I very much like the sentiment, but I’d mostly advocate for a data backup that doesn’t require any particular effort or memory to preserve in an emergency.

Obviously everyone’s personal situation varies, but as a simple default I usually recommend that friends and family simply use whichever cloud drive service is available from the device manufacturer that stores their photos (ie, google Drive, Microsoft one drive, or Apple iCloud). Photos are almost always the most irreplaceable digital asset, storage is typically just a few bucks a month, and using the “default” provider usually requires zero skill, effort, or recurring action. Other than making sure you can afford the auto-debit each month, your backs are mostly foolproof.

Cons include a dependency on a cloud service, which has a recurring charge and a privacy impact. The charge is typically minor vs the cost of a NAS or similar, and most services have some privacy assurances that may be enough to ease your concern. Nobody will ever care as much about your backups as you, but in aggregate a team of skilled full time FAANG engineers is often a more robust administrator than a solo customer.

If you have the desire and resources, you could and should do both backups, or as many as you reasonably can manage in as many places as possible.

[–] skuzz@discuss.tchncs.de 1 points 9 minutes ago

Cons include a dependency on a cloud service, which has a recurring charge and a privacy impact. The charge is typically minor vs the cost of a NAS or similar, and most services have some privacy assurances that may be enough to ease your concern.

With how places like the USA are degrading right now, the privacy impact is increasingly huge. Having a photo in your archive that could be flagged by an ML filter automatically as doing something now deemed "illegal" like having the wrong skin color is bad.

As for cost, you'd be surprised in that a few years of cloud or less can easily cost as much as a small NAS that can last a decade.

I'd advocate people learn how to preserve their data themselves, it is a good skill to have, and it helps strengthen data education in a time when Tech Bro companies want people as dumb and reliant on their tech as possible.

Easy enough to follow guides or ask an AI to set up a sync with another similar box at someone else's house in a different city or state to have an offsite copy.

[–] mic_check_one_two@lemmy.dbzer0.com 1 points 50 minutes ago

Yeah, the most useful backup is the one you’ll actually use.
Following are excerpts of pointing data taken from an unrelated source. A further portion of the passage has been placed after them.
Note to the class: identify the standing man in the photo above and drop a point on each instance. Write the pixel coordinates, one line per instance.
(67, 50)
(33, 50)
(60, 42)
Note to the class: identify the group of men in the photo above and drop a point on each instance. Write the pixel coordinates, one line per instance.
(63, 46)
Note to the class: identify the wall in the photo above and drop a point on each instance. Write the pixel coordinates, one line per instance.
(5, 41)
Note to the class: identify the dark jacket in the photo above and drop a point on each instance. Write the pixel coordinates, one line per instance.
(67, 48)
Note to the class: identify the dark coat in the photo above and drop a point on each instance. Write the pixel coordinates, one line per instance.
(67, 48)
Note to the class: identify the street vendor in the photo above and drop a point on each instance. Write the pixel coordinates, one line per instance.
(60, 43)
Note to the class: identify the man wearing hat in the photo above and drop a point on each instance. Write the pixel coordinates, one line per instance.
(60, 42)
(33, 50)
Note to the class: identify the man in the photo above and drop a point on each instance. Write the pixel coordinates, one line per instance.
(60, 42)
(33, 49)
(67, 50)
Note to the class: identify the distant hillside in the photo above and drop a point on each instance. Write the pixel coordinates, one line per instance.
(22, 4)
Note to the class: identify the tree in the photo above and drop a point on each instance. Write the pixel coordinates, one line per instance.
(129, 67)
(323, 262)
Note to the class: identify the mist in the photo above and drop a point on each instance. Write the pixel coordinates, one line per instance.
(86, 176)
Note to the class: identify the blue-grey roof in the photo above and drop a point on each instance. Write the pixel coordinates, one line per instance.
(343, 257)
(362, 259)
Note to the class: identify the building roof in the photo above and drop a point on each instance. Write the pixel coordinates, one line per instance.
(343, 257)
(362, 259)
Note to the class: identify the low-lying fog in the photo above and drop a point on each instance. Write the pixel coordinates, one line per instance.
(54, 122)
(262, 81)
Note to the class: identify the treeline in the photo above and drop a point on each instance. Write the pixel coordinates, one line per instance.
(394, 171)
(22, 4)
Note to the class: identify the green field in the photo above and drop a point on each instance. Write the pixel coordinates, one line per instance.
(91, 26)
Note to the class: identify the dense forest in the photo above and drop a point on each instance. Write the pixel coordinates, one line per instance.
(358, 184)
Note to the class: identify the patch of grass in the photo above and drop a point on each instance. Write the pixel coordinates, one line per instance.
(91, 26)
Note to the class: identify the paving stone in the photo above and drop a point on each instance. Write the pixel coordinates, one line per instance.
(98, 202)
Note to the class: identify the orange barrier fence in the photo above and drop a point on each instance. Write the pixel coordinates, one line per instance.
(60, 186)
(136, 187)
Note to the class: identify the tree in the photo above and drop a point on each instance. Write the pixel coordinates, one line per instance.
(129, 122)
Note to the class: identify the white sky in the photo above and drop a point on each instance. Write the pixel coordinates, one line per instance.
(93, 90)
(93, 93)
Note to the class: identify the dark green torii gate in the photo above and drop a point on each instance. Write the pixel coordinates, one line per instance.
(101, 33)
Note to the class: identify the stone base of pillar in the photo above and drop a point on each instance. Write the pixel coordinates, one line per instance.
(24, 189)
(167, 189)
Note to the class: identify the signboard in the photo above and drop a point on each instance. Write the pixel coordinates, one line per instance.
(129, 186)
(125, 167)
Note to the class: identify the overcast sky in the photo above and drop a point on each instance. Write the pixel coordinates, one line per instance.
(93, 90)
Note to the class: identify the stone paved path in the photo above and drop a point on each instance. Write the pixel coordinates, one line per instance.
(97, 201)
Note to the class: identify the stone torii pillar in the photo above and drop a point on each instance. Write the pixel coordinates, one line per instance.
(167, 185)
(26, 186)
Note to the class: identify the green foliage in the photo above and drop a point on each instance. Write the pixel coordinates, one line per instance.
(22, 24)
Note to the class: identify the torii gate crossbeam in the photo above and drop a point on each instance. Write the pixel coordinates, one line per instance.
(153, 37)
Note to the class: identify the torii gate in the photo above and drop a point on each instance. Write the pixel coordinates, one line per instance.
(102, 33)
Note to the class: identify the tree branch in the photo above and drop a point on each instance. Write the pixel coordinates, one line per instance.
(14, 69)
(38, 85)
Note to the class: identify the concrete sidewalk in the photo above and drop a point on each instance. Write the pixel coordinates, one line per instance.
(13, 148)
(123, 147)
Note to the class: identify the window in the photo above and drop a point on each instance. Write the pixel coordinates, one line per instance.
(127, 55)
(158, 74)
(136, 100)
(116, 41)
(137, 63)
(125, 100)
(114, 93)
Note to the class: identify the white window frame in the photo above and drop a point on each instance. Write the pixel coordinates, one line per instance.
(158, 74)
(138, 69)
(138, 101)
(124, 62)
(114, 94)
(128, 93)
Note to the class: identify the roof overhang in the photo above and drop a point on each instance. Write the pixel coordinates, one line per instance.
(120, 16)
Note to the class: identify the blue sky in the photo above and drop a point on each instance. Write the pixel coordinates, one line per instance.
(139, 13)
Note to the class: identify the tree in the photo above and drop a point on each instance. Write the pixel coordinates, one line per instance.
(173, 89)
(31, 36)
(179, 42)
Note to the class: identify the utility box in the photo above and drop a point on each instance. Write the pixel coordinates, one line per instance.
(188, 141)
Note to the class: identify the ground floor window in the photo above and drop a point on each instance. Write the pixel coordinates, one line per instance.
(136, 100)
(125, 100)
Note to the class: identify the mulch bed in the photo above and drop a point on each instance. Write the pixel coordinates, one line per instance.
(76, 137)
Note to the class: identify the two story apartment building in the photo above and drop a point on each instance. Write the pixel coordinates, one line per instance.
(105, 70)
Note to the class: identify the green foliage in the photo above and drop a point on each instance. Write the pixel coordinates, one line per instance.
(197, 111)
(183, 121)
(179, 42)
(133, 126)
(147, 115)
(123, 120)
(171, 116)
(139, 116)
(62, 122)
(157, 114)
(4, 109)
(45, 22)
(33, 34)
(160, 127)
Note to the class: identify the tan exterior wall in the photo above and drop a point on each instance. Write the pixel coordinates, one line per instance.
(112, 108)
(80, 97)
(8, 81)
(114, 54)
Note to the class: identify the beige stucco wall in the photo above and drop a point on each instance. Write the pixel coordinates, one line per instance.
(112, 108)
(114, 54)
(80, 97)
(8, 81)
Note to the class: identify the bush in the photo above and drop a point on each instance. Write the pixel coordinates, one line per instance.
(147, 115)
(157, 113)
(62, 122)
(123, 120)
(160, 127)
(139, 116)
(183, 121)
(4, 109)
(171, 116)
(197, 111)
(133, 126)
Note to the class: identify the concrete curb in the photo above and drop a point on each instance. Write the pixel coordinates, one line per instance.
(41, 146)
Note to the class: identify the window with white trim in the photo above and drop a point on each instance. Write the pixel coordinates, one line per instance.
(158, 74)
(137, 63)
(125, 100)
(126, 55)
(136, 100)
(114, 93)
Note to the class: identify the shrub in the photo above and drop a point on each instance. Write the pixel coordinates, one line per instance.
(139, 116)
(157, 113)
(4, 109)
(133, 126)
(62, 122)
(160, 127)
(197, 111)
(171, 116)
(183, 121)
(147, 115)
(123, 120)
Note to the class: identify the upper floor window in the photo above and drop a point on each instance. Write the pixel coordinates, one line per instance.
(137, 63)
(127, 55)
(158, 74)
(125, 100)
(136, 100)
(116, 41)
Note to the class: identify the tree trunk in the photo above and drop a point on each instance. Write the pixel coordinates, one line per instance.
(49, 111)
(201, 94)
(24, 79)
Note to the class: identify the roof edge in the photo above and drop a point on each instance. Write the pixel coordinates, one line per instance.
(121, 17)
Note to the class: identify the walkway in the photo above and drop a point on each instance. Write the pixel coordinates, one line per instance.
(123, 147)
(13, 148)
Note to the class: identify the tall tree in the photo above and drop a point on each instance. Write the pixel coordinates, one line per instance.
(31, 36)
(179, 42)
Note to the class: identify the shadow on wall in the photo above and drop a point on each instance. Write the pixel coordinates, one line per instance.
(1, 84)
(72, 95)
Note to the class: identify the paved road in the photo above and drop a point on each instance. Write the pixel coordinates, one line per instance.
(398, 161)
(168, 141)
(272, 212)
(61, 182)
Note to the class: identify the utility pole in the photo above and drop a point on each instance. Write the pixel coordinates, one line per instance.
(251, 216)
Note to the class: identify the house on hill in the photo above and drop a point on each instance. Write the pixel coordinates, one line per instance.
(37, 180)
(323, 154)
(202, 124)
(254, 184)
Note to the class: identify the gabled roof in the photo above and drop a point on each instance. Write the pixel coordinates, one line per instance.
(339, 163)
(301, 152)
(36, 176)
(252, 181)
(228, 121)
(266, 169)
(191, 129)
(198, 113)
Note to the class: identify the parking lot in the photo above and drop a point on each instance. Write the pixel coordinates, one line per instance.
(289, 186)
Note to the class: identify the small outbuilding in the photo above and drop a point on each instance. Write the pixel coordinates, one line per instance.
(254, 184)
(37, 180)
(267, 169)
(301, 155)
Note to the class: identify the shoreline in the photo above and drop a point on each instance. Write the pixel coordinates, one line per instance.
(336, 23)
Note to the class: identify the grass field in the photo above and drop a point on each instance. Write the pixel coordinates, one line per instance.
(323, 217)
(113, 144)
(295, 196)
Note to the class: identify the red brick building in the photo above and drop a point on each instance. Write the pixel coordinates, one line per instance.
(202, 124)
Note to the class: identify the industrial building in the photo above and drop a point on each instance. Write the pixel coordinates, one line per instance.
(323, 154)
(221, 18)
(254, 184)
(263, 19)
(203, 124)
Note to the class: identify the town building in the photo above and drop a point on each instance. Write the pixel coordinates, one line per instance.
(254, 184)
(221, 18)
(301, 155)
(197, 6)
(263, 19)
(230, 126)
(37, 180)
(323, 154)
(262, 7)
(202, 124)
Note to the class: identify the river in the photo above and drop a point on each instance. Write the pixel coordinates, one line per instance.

And people will actually use the first-party services, because they just work. There’s no real effort required on the individual’s side, it just happens automatically.

There’s a large self-hosting community on Lemmy, because it sort of goes hand in hand with the whole “anyone can spin up an instance and host Lemmy themselves” thing. But the reality is that self hosting takes work, and a whole fucking lot of learning if you’re not already familiar with how to do it. And it’s easy to fuck it up in ways that can leave you vulnerable to attacks. Many users wouldn’t even know how to register a domain, let alone how to point their hosted services to it.

If you want to self-host your backups, that’s great. I host mine. But I’m not going to advocate for casual users to start doing it, especially when it’s sensitive data like photos. You store that shit on the cloud because that’s the easiest way to accomplish the 3-2-1 backup method; 3 backups, 2 different types of storage media, 1 off site.

The cloud storage can absolutely be your offsite backup. Especially when dealing with something as wide-reaching as a wildfire. If your house burns down due to a wildfire, do you really think your buddy’s house two streets away will be a safe location for your offsite backup? Fuck no, because your buddy’s house is on fire too.

[–] SupraMario@lemmy.world 1 points 4 hours ago (1 children)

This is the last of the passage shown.